Let me venture out of our norm and start by sharing a bit of news in the fashion apparel world. This week, two major clothing retailers – Target and Tommy Hilfiger, released a new line dubbed “adaptive clothing”. They include tagless shirts with flat seams, hoodies with discreet openings for g-tubes, dress shirts with regular buttons sewn over magnetic dots, and etc. Although families have gotten by in the past with improvising on regular clothing, it is exciting to imagine that there are now comfortable and stylish options for people with needs that are out of the ordinary.
A disclaimer is due at this point, as I am not specifically driving business for the aforementioned retailers nor will I receive any reimbursement from them. I raise the subject because apparel is a way to visualize diversity and inclusion that all of us can easily relate to. First of all, no two human bodies are identical. That’s why we have sizing charts and different measurement points to enable the best fit for each wearer. Additionally, there are clothing for diverse purposes. For recreational use, there are clothing made from quick-drying materials for those who are involved in water activities; there are clothing that are waterproof and breathable for those who participate in alpine activities. For lifestyle choices, there are clothing with dedicated pockets and openings for headphones for music lovers; there are gloves with conducive pads on the fingertips to allow for touchscreen use in the cold. For safety purposes, there are clothing with reflective strips that make wearers more visible in the dark; there are steel-toed boots that protect against mishaps. As a society, we include clothing options to meet the diverse needs of the population across a variety of contexts. Medical and/or physical needs should be no different. If there is a physical need for simple-to-manage closure, then there is no reason not to design clothing that satisfy that demand. It is only a logical extension of what already exists.

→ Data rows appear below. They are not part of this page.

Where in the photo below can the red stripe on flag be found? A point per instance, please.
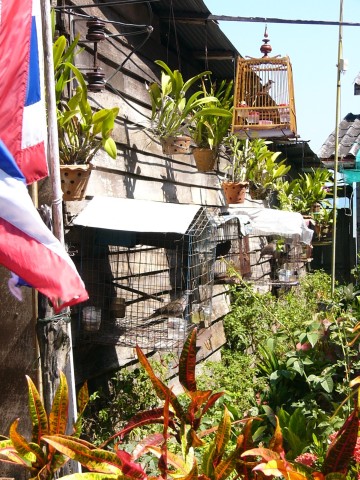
(25, 160)
(40, 267)
(15, 30)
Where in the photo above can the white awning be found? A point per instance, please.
(268, 221)
(136, 215)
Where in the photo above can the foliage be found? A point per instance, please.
(300, 194)
(212, 120)
(172, 111)
(252, 161)
(239, 151)
(112, 405)
(181, 418)
(82, 131)
(37, 456)
(263, 168)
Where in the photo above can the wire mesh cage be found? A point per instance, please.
(232, 251)
(264, 103)
(150, 289)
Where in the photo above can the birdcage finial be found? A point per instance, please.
(266, 48)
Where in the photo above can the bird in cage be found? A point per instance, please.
(266, 87)
(175, 308)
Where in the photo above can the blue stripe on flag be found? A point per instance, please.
(33, 94)
(8, 164)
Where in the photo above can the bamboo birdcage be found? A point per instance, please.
(264, 105)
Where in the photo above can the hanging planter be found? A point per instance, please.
(234, 192)
(204, 158)
(176, 145)
(74, 180)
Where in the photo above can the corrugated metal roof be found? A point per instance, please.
(349, 139)
(186, 30)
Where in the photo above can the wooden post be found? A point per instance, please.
(54, 335)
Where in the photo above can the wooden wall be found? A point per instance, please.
(141, 170)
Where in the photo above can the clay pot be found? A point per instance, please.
(204, 158)
(176, 145)
(74, 180)
(234, 192)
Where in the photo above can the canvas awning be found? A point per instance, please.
(131, 215)
(268, 221)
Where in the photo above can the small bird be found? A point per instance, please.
(266, 87)
(175, 308)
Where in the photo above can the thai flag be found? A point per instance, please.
(22, 105)
(27, 246)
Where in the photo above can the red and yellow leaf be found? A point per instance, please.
(38, 414)
(161, 389)
(58, 417)
(94, 459)
(187, 363)
(31, 451)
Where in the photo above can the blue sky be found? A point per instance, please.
(313, 51)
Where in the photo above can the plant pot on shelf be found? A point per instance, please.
(234, 192)
(258, 192)
(204, 158)
(176, 145)
(74, 180)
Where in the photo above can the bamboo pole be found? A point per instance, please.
(336, 163)
(64, 354)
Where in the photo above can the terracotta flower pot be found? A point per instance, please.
(204, 158)
(234, 192)
(176, 145)
(74, 180)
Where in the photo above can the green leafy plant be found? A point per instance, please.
(82, 131)
(37, 456)
(239, 151)
(302, 193)
(338, 460)
(264, 171)
(172, 107)
(212, 120)
(181, 435)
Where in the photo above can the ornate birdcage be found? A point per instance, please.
(264, 104)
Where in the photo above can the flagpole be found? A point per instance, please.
(54, 170)
(336, 160)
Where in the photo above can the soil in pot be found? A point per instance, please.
(176, 145)
(74, 180)
(204, 158)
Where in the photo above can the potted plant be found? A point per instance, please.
(211, 124)
(264, 170)
(81, 130)
(236, 183)
(305, 192)
(324, 219)
(172, 111)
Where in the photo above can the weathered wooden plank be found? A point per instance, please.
(108, 184)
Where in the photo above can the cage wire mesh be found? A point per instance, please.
(150, 289)
(232, 252)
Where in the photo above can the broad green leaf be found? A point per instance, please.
(109, 146)
(327, 384)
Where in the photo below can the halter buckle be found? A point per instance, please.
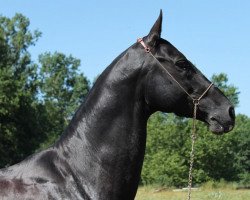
(147, 49)
(196, 102)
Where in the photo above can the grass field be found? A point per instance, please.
(150, 193)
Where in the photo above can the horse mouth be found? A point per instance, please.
(215, 126)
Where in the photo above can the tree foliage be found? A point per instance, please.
(33, 95)
(216, 157)
(38, 99)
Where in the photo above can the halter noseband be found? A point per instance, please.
(196, 101)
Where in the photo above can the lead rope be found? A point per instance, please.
(196, 103)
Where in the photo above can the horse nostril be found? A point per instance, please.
(231, 112)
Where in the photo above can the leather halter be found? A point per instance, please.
(196, 101)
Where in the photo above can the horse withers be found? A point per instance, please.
(100, 154)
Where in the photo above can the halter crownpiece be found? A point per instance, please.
(196, 101)
(140, 40)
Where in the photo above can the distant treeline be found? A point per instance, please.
(37, 101)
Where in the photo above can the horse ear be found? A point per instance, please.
(155, 32)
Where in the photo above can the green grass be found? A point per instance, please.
(205, 193)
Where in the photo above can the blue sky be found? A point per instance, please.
(213, 34)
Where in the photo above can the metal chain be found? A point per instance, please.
(193, 137)
(195, 102)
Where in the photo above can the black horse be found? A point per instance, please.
(101, 152)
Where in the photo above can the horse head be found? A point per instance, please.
(173, 83)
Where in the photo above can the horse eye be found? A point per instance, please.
(183, 64)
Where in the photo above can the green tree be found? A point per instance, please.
(216, 157)
(18, 89)
(36, 100)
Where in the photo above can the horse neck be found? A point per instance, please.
(109, 129)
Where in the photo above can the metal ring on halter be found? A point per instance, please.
(196, 102)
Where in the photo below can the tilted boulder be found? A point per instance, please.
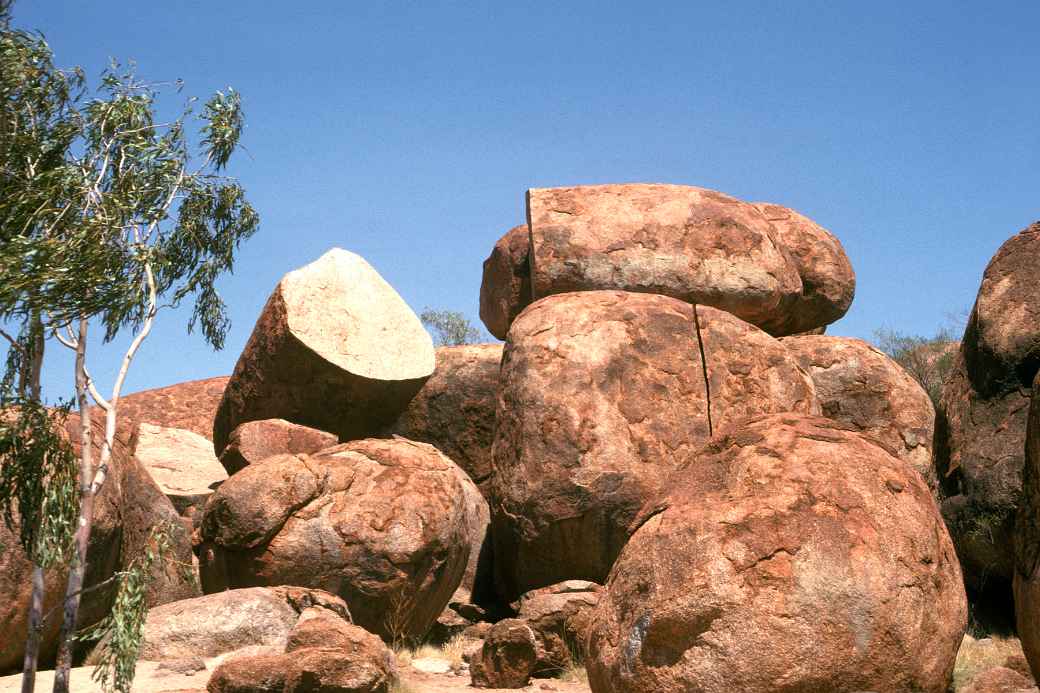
(603, 393)
(181, 463)
(858, 384)
(505, 285)
(257, 440)
(335, 349)
(828, 280)
(222, 622)
(789, 549)
(385, 524)
(1027, 541)
(1002, 342)
(125, 511)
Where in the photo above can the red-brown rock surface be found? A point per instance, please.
(189, 406)
(386, 524)
(124, 513)
(790, 554)
(505, 285)
(686, 242)
(257, 440)
(1002, 342)
(509, 657)
(603, 393)
(214, 624)
(455, 411)
(828, 281)
(334, 349)
(1027, 576)
(980, 452)
(858, 384)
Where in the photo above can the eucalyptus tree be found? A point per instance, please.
(130, 219)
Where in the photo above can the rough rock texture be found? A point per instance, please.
(509, 657)
(1027, 575)
(258, 440)
(789, 550)
(560, 616)
(603, 393)
(181, 462)
(828, 280)
(1002, 342)
(979, 451)
(335, 349)
(686, 242)
(998, 679)
(455, 411)
(225, 621)
(860, 385)
(124, 512)
(189, 406)
(386, 524)
(505, 285)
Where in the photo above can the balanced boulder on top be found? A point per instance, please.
(335, 349)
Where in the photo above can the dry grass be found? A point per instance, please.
(977, 656)
(450, 651)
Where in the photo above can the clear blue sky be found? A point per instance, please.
(409, 131)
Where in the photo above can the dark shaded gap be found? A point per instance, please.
(704, 369)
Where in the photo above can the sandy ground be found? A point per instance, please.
(151, 678)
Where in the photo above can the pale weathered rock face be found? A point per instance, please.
(505, 285)
(257, 440)
(1027, 576)
(790, 549)
(603, 393)
(455, 411)
(322, 652)
(1002, 342)
(222, 622)
(189, 406)
(335, 349)
(858, 384)
(686, 242)
(509, 657)
(181, 462)
(386, 524)
(828, 280)
(125, 511)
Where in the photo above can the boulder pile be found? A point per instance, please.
(659, 475)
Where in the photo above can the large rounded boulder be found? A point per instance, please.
(828, 280)
(1027, 576)
(386, 524)
(857, 384)
(687, 242)
(1002, 342)
(790, 555)
(603, 393)
(335, 349)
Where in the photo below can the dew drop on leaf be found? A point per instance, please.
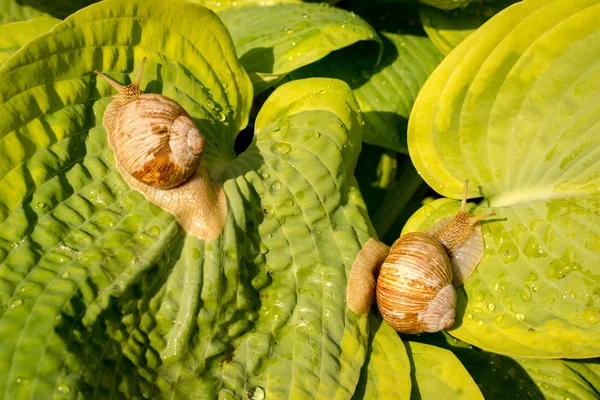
(276, 185)
(16, 303)
(525, 293)
(590, 314)
(282, 148)
(63, 388)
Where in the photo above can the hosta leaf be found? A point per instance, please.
(437, 374)
(514, 108)
(447, 4)
(278, 39)
(523, 378)
(14, 36)
(13, 10)
(103, 295)
(386, 373)
(447, 29)
(219, 5)
(385, 92)
(59, 9)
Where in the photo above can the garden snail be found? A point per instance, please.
(158, 142)
(158, 151)
(414, 288)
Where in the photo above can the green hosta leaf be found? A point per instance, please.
(278, 39)
(447, 29)
(447, 4)
(219, 5)
(559, 379)
(12, 11)
(103, 295)
(386, 373)
(437, 374)
(523, 378)
(387, 92)
(59, 9)
(514, 109)
(14, 36)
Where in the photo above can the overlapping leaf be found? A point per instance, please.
(219, 5)
(447, 29)
(103, 295)
(272, 41)
(437, 374)
(14, 36)
(504, 377)
(521, 122)
(386, 373)
(385, 92)
(13, 11)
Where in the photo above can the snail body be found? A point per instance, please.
(158, 151)
(415, 283)
(157, 141)
(414, 289)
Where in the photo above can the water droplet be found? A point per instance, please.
(525, 293)
(231, 253)
(532, 277)
(282, 148)
(257, 393)
(63, 388)
(16, 303)
(263, 248)
(276, 185)
(590, 314)
(268, 212)
(154, 231)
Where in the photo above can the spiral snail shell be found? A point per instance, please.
(157, 141)
(158, 151)
(414, 284)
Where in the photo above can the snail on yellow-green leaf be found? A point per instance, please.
(158, 151)
(414, 282)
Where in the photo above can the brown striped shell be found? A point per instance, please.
(157, 141)
(414, 289)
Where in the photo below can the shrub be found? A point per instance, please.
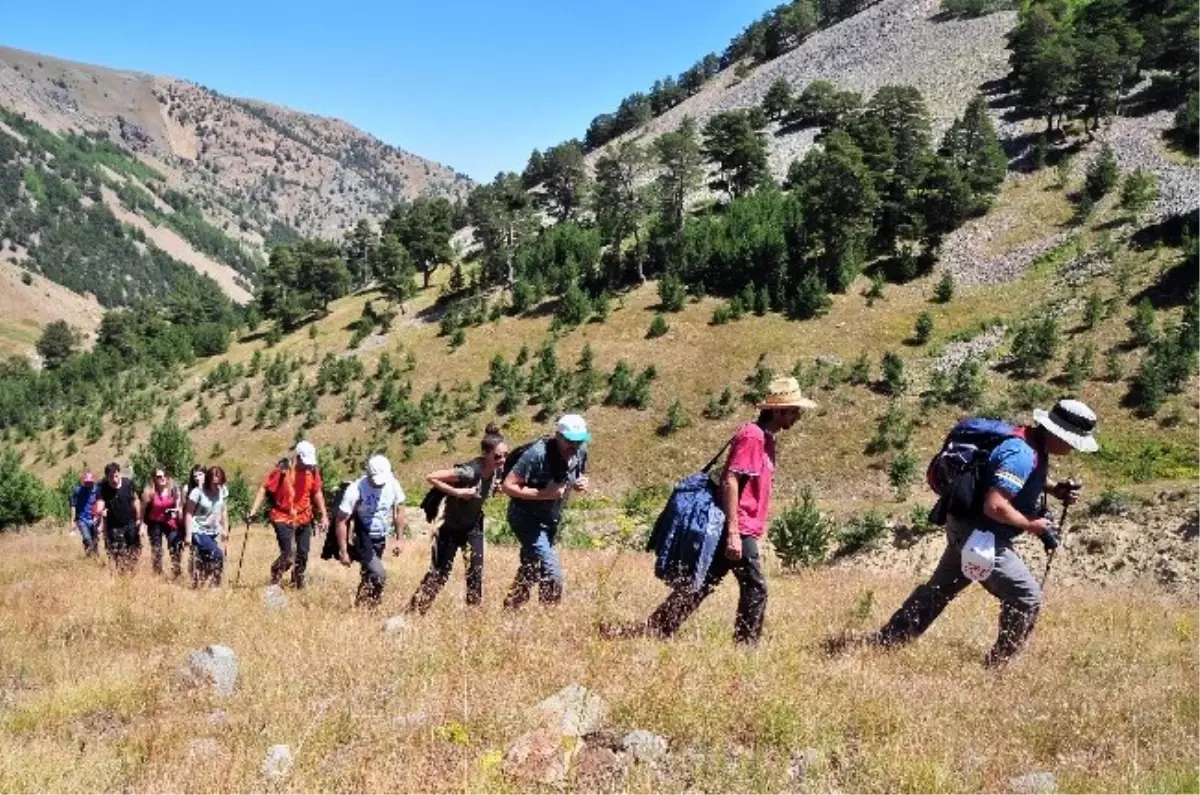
(676, 419)
(672, 293)
(862, 533)
(1093, 310)
(945, 290)
(1143, 326)
(168, 447)
(1102, 174)
(969, 386)
(894, 382)
(901, 473)
(893, 430)
(1138, 191)
(801, 536)
(923, 329)
(861, 371)
(23, 497)
(720, 407)
(1036, 346)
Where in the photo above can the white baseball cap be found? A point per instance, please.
(573, 428)
(379, 470)
(307, 453)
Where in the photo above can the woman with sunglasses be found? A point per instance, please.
(207, 518)
(161, 506)
(467, 486)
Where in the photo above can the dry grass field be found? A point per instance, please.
(1107, 698)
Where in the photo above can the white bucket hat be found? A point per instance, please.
(979, 555)
(307, 453)
(379, 470)
(1072, 422)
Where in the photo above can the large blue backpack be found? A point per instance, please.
(958, 473)
(688, 532)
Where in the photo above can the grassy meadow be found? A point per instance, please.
(1107, 698)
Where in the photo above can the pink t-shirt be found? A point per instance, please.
(753, 454)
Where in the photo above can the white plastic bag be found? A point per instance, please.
(979, 555)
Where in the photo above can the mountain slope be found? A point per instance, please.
(251, 163)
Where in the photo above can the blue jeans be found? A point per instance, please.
(208, 560)
(539, 562)
(88, 533)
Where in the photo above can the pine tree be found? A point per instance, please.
(778, 100)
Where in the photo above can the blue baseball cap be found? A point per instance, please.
(573, 428)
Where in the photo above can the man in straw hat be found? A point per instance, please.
(744, 495)
(1018, 476)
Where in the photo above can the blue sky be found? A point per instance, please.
(471, 83)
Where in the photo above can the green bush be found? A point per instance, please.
(894, 382)
(658, 328)
(672, 293)
(168, 447)
(923, 329)
(801, 536)
(1102, 174)
(23, 497)
(901, 473)
(862, 533)
(676, 420)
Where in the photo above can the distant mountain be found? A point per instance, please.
(251, 165)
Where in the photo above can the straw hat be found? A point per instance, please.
(785, 393)
(1072, 422)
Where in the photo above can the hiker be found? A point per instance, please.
(539, 483)
(120, 516)
(293, 488)
(744, 495)
(83, 501)
(162, 508)
(466, 488)
(1013, 483)
(376, 503)
(207, 519)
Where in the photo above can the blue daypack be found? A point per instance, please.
(958, 472)
(689, 530)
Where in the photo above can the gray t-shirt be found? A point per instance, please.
(207, 510)
(541, 467)
(463, 514)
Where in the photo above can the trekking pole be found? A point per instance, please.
(241, 557)
(1062, 531)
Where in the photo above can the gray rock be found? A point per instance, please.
(541, 757)
(645, 746)
(277, 763)
(571, 712)
(595, 764)
(804, 763)
(395, 626)
(203, 748)
(1033, 784)
(412, 721)
(215, 667)
(274, 597)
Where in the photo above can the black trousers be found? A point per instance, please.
(683, 601)
(293, 553)
(124, 545)
(444, 549)
(174, 537)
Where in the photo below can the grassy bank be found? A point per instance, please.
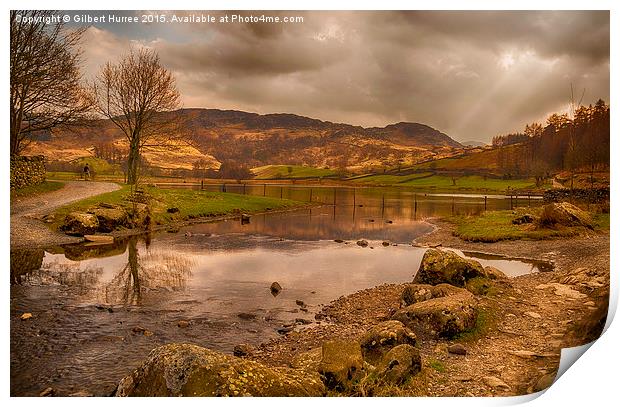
(46, 186)
(494, 226)
(191, 204)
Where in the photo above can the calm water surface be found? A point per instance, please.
(88, 301)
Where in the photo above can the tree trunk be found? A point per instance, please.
(133, 161)
(132, 250)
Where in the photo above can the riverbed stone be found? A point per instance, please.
(80, 224)
(457, 349)
(341, 364)
(564, 214)
(400, 364)
(110, 217)
(275, 288)
(493, 273)
(414, 293)
(243, 349)
(384, 336)
(139, 215)
(444, 266)
(190, 370)
(441, 316)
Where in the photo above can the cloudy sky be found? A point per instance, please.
(470, 74)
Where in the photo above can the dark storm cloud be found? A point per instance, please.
(469, 74)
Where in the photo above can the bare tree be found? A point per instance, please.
(46, 88)
(140, 97)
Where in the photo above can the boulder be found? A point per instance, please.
(441, 316)
(457, 349)
(140, 215)
(414, 293)
(101, 239)
(110, 218)
(309, 360)
(243, 350)
(190, 370)
(444, 266)
(383, 337)
(527, 218)
(493, 273)
(341, 364)
(275, 288)
(564, 214)
(80, 224)
(399, 364)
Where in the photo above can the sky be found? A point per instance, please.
(469, 74)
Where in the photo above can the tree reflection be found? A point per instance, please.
(156, 271)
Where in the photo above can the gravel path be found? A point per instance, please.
(27, 229)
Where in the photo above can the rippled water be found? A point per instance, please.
(92, 303)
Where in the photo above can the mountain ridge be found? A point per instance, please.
(254, 139)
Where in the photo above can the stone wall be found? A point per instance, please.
(26, 171)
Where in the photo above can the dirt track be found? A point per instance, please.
(27, 229)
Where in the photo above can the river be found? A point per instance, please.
(99, 310)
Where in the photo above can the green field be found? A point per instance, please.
(46, 186)
(291, 172)
(386, 179)
(191, 204)
(494, 226)
(447, 183)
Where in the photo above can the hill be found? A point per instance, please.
(258, 140)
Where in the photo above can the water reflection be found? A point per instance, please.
(207, 274)
(23, 262)
(140, 275)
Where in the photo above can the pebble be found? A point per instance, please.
(495, 383)
(457, 349)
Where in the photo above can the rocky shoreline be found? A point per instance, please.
(513, 347)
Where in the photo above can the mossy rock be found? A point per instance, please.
(444, 266)
(444, 316)
(341, 364)
(384, 336)
(190, 370)
(400, 364)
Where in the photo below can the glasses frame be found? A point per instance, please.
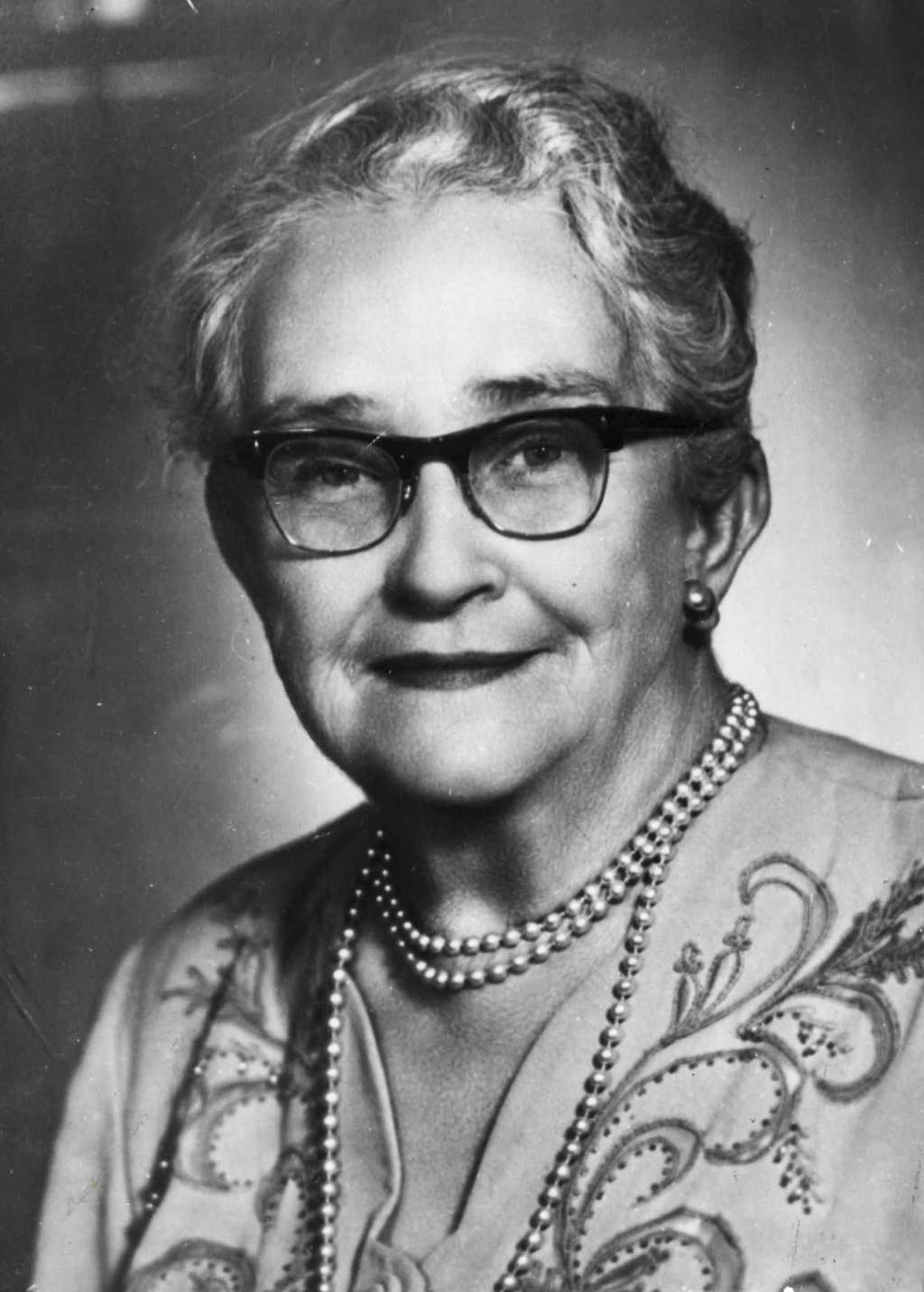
(615, 427)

Now take a wider perspective and consider inclusion in other contexts. To include a young child during family reading time at home, a parent might put clothes pins on the edges of pages so she can turn them more easily. To include a child who does not speak, a parent might implement an augmentative and alternative communication (AAC) system with the support of a professional. To include a student whose learning may be hampered by hunger, a school may provide access to nutritional breakfasts. To include a student whose learning may be impacted by his ability to process verbal instruction, a school may provide a visual display of the same information. To include a worker who is suffering from carpal tunnel syndrome, an employer may install speech-to-text software to reduce the amount of typing on the job. To include a worker who finds it challenging to navigate around the office to complete various tasks, an employer may streamline the physical layout and develop a step-by-step recipe to clarify the process and increase efficiency and productivity for all employees!
All we’ve discussed so far converge on one central idea – we as a society already put in place much adaptation in all realms of life to include and enable participation. They are such common facts of life that we do not usually consider them as “special accommodations” or “measures for inclusion”. They are simply “what is necessary to enable a person to attain their desired outcome”. This same kind of thinking can and should be extended to needs with mental and developmental origins. I hope I have given you compelling examples to suggest that inclusion for persons with “special needs” is not categorically different from, but merely an extension of, what we already do as a society. This is not to say that we, as clinicians and educators, no longer need to teach to expand skills – teaching will always go on so people can access evermore settings and activities, and lead happier and healthier lives as desired.
So this February, show your love by looking out for opportunities to do something differently to push inclusion just a little bit further in your home, your school, your work, and your community. It may not touch everyone in that environment but for the one person you will have helped include, they will feel valued – they will feel your love.